UFC sprowadziło Khamzata Chimaeva do USA na leczenie po nieustępujących objawach COVID-19. Powrót planowany na czerwiec

Khamzat Chimaev Instagram

Prospekt wagi półśredniej UFC Khamzat Chimaev jest traktowany przez UFC w sposób szczególny. Organizacja sprowadziła go do Stanów Zjednoczonych, aby objąć go specjalistycznym leczeniem.

Menadżer Ali Abdelaziz z Dominance MMA powiedział ESPN, że Chimaev przyleciał do Las Vegas we wtorek, aby otrzymać pomoc medyczną w związku ze skutkami zarażenia COVID-19, z którymi zmagał się w ostatnich tygodniach.

W zeszłym tygodniu Chimaev został zmuszony do wycofania się z zaplanowanej walki z Leonem Edwardsem po raz drugi z powodu objawów po koronawirusie.
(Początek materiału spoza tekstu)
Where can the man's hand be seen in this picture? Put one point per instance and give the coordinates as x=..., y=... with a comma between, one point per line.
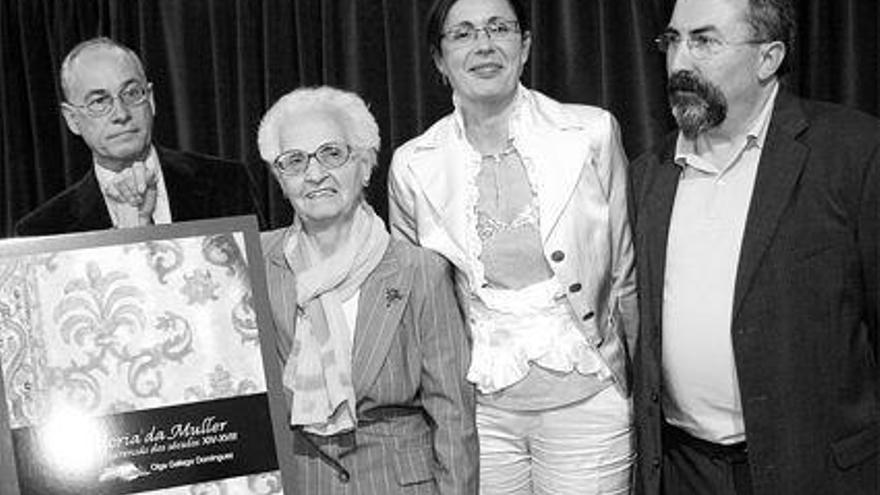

Po raz pierwszy Chimaev wycofał się z zaplanowanej na 20 stycznia walki z Leonem Edwardsem, a jego ostatnie wycofanie się spowodowało odwołanie zaplanowanej na 13 marca walki wieczoru na gali UFC Fight Night 187. Edwards również wycofał się z wcześniejszej walki zaplanowanej na 19 grudnia po tym, jak zachorował na COVID-19.

Film opublikowany w zeszłym tygodniu pokazał, jak poważna jest sytuacja 26-letniego Chimaeva, który zachorował na COVID-19 na początku grudnia. Majdi Shammas, szef klubu Allstars Training Center w Sztokholmie, opowiedział o tym, jak Chimaev był „w szpitalu i wychodził z niego wiele razy”, odczuwając bóle w klatce piersiowej, wysoką gorączkę, bóle głowy i mięśni. Według Shammasa, w dniu wycofania Chimaev z walki, musiał gwałtownie zakończyć sesję treningową i pojechał do szpitala karetką. Chimaev czuł się tak źle, że „myślał, że umrze”.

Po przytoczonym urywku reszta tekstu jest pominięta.